Imamoglu now a candidate for the office of president

The 70-year-old Erdogan has been at the head of state for over two decades, first as prime minister and since 2014 as president. He shaped Turkey like no other politician since the country’s founder, Mustafa Kemal Atatürk, who led the country from 1923 to 1938. With a constitutional reform in 2018, Erdogan abolished the parliamentary system and, as head of state, head of government and party leader, secured a level of power that no other Western head of state or government possesses. Erdogan is criticized in the West for his increasingly authoritarian style of government, the persecution of political opponents, the manipulation of the judiciary and restrictions on freedom of expression.

With these local elections, the political landscape in Turkey has changed. The 53-year-old mayor of Istanbul, Imamoglu, is now considered a candidate for the office of president after his recent election victory. He must be re-elected by 2028 at the latest. According to the provisions of the constitution, Erdogan cannot run for another term. However, he has been discussing a constitutional change for a long time, probably with the aim of securing a renewed candidacy or even a lifetime term in office. And it is uncertain whether Imamoglu will even be able to run in the next presidential election: criminal proceedings are underway against him for insult because he called the members of the Supreme Electoral Council “idiots” in 2019. For this, Imamoglu was sentenced in the first instance to two years and seven months in prison in 2022.
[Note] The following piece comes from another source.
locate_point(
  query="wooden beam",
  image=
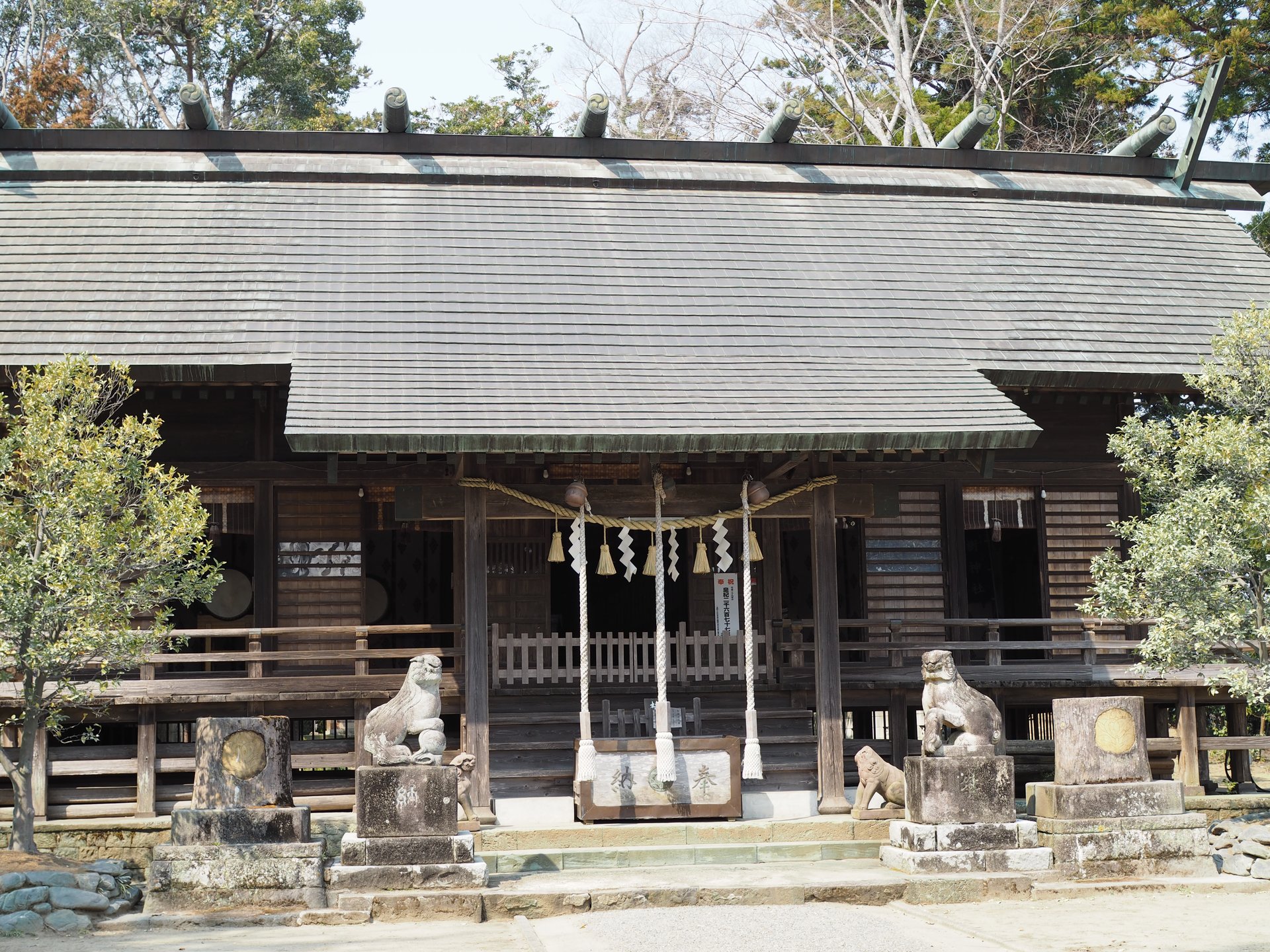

Government critics see Erdogan as the driving force behind the prosecution of the popular opposition politician. The human rights organization Human Rights Watch described the verdict as “politically motivated”. Imamoglu appealed. The next hearing in the Imamoglu case is scheduled for April 25th. If the verdict is confirmed in the second instance, he could be banned from politics for several years. Then Imamoglu would have to give up his mayoralty. Erdogan’s fiercest competitor would be politically sidelined.